Over time, Nightbus’ sound has been honed into something far more crepuscular than the leftfield pop shape of 2024’s ‘Average Boy’.
There’s something very different about life in the night.
Temporarily, us normies can glimpse it in the rare moments when we either stay up late or go out early, but that’s not the real after dark, the place where things happen just out of vision and the blurry trace of phone cameras catches only twisted pictures and less shame.
Mancunians Nightbus – now just Olive Rees and Jake Cottier after the departure of Zac Melrose – seem to enjoy this hinterland – and making music that is comfortable in it – a sound which Melrose once dubbed, ‘Electronic post-punk goth chic’.
Passenger is their first album after a string of fascinating singles. Comparisons to The XX seem inevitable, but over time their sound has been honed into something far more crepuscular than the leftfield pop shape of 2024’s Average Boy.
In a duo the doing roles can sometimes blur, but Rees’ dreamy, reverb-laden voice joins seamlessly to Cottier’s multi-instrumentation and sampling, a clear delineation that has the former serving as an intoxicant for the latter.
Once this drink has been taken things become indistinct and out of focus almost straight away.
The instrumental opener Somewhere Nowhere fuses the percussive dubstep shuffle of Burial with The Cure’s early gothic monochrome, its discombobulated voices echoing from an overheard plea.
Nobody’s here for weird transport themed side references probably, but the title of Angles Mortz – a sticky amalgam of post punk and chilly synths with lyrics like, ‘I’m a whore/I’m a Sadist/Mi amore/It so tasteless’ – refers to the dangers blind spots on buses pose to other suckers between sundown and sunup. So, there you go.
More seriously, Nightbus is a respite for the pair from working dead end jobs, worrying about where the rent is coming from and existentially the fate of an increasingly ailing planet.
When being in a band as well as what it produces offers a personal salvation, the consequences can be very messy.
On Landslide, the other side of the looking glass becomes indeterminable from the truth, a set of cumulative effects Rose describes with: “I have never pursued something more addictive in my life but sometimes the emotional and physical toll is high.

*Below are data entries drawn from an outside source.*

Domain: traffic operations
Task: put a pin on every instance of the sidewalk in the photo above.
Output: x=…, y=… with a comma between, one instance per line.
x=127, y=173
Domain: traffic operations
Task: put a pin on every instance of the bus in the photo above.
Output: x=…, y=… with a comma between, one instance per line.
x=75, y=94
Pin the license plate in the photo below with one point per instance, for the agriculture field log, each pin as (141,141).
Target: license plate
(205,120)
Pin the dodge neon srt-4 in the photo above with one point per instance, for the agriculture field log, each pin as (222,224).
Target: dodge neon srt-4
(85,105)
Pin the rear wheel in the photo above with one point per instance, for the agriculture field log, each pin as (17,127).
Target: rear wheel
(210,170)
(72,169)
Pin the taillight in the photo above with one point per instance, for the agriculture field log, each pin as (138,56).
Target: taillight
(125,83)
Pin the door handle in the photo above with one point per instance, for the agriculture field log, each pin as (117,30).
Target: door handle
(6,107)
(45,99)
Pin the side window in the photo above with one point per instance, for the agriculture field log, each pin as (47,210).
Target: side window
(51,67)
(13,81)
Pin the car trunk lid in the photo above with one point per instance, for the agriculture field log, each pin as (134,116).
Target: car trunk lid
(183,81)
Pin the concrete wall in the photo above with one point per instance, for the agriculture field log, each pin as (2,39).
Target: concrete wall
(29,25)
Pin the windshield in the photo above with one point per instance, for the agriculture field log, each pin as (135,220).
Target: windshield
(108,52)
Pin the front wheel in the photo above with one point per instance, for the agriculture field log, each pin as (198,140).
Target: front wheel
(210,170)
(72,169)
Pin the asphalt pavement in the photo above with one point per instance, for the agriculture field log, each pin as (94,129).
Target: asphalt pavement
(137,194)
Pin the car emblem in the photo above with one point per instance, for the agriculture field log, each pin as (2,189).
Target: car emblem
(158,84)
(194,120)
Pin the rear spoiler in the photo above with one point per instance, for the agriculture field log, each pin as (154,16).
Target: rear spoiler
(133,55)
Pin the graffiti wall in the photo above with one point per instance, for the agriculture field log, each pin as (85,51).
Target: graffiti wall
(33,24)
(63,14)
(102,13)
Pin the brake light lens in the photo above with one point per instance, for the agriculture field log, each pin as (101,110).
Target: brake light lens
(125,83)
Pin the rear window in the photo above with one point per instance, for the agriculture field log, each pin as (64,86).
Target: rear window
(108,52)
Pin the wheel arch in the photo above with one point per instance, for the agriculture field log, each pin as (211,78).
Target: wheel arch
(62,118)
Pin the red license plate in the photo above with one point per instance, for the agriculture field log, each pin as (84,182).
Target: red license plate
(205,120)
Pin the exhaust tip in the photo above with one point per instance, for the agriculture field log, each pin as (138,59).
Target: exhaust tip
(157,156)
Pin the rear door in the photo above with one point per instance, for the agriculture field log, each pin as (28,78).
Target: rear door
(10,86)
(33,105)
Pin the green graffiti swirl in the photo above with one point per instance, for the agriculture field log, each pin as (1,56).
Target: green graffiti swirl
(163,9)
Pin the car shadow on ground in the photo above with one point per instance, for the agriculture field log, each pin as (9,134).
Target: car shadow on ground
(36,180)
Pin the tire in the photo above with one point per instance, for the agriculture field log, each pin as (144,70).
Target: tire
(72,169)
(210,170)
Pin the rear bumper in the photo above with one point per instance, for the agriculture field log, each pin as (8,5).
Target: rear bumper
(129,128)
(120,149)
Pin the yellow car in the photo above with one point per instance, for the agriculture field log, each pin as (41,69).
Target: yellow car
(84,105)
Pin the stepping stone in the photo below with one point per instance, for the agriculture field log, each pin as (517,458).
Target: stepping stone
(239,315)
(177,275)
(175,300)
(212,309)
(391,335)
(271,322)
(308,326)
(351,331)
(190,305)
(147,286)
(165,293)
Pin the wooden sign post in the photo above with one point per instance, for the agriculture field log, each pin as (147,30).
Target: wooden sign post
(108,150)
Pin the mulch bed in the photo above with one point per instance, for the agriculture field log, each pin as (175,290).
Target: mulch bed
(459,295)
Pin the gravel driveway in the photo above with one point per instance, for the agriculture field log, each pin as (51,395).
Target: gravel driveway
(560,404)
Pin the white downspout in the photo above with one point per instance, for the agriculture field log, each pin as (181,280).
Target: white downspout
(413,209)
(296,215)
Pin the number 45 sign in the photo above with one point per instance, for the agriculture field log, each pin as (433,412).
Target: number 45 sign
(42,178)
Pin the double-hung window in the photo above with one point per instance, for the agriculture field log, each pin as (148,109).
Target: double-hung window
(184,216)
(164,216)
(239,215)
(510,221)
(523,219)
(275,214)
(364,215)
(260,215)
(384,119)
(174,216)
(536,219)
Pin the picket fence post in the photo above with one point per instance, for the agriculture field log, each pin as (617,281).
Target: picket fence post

How long do you keep chasing a dream, before the dream becomes a nightmare? A nightmare that’s a fantasy, legacy and reality.”
Sometimes however, the urges are too strong to fight. On Ascension, over a glistery shoegaze backdrop, the singer contemplates what it might be like to run from it all, an escape with an end game she says to, ‘Meet you home in a higher life’, the twilight taking hold again.
This is the place Nightbus inhabit here, one they know is filled with, ‘secrets, fantasies, shame and fears, lost in the underworld of humanity, a dreamscape of tabu existence, things that define us but wouldn’t come up in casual conversations…this album is that traveller, the passenger’.
There’s a lot of introspection in play here – and the duo favour Nightbus as a choose your own adventure concept, one where you end up with pleasures or punishments entirely of your own design.
To help the journey they offer False Prophet, its glacially deep synth pop like Goldfrapp woken up after a thousand years of cryogenic stasis, whilst the epic Host’s strung-out trip-hop is the prelude to a messy cellular breakdown that feels inevitable from the first note.
There is something very different about the night. It forgives things you can’t forget, the world Nightbus inhabit alongside their lives.
You don’t need a ticket for Passengers, but you’ll want to get on board.